Während meine Wache sich dem Ende zuneigte zog plötzlich ein Sturm über dem Kloster auf und der Himmel verdunkelte sich rasend schnell. Es begann zu Regnen und dann zu Hageln und der Wind riss mich vom Wehrgang auf dem ich stand hinunter in den Innenhof. Ich versuchte vor dem Sturm hinter einem Haufen Fässer Deckung zu suchen, aber noch immer wehte mir die Feuchte des Regens und Hagel ins Gesicht.
Es endete so plötzlich wie es aufgehört hatte, die Praioten dachten sicher, weil sie raus gerannt waren und laut zu ihrem Gott gebettet hatten, ich glaube das einfach die Magie, die für dieses unnatürliche Wetterereignis zuständig war, aufgebraucht worden war. Nutzlos natürlich ihnen das erklären zu wollen.
Die Praioten ließen uns zu sich kommen und begannen von neuem ihre Vorwurftirade über unsere Nutzlosigkeit – der Sturm hatte einige Gerüste zerschlagen, ebenso wie einen Teil der Kuppel und einige Arbeiter stark verletzt – und das morgen eh die Inquisition vorbeischauen würde, wir aber doch sicherlich noch weiterarbeiten sollten, bis unser Fall untersucht worden ist.

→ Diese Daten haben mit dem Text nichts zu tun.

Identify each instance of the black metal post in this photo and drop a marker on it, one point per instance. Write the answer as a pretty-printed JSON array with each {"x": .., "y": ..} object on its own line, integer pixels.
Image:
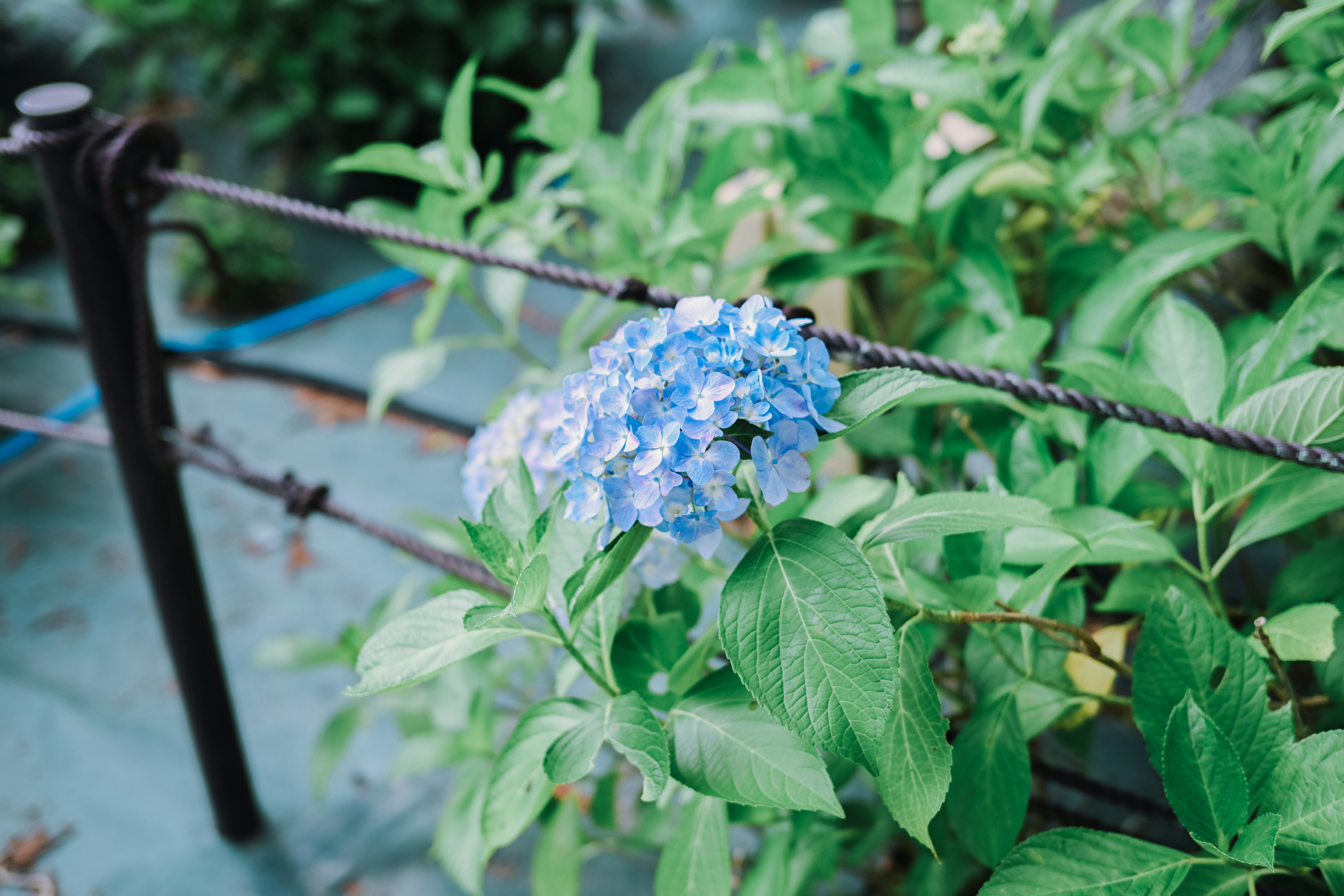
[{"x": 135, "y": 397}]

Latu warf recht deutlich ein, dass er unter diesen Umständen nicht bereit wäre auch nur eine Finger zu rühren, wenn wir ja eh nichts tun würden, was die anderen wieder so aufnahmen, als wolle er eine Schuld eingestehen, und sich das ganze recht hoch schaukelte und wir das Kloster auf weiteres nicht mehr verlassen dürften.
Natürlich würde ich direkt das Kloster verlassen und nach einem Gespräch mit Latu und Greifwin, waren sie ebenfalls dieser Meinung, verschoben es allerdings auf den Abend, da es wohl leichter werden würde, wenn es dunkel wäre.
Kurz bevor wir aufbrechen wollten erschien mir die durchschimmernde Gestalt eines Magiers in einer der Ecken hinter dem Stall und berichtete, er sei gefangen genommen worden und würde nun auf einem goldenen Berg gefangen gehalten. Das musste der verloren gegangene Magier sein – hätten wir also zumindest etwas zu tun, während wir warteten bis die Inquisitoren weg sind.
Goldener Berg erinnerte mich an die Geschichte die ich in dem Sagenbuch gelesen hatte und Greifwin hatte bei einem der toten Orks von vorgestern eine kleine Karte gefunden, auf der Goldspitze verzeichnet worden war.
Auf dem Weg in Richtung des auf der Karte eingezeichneten Berges grub ich den goldenen Stab aus und nahm ihn an mich – man kann ja nie wissen. Wir wanderten recht lange und als die Praiosscheibe gerade den Horizont berührte leuchtete eine Bergspitze vor uns auf.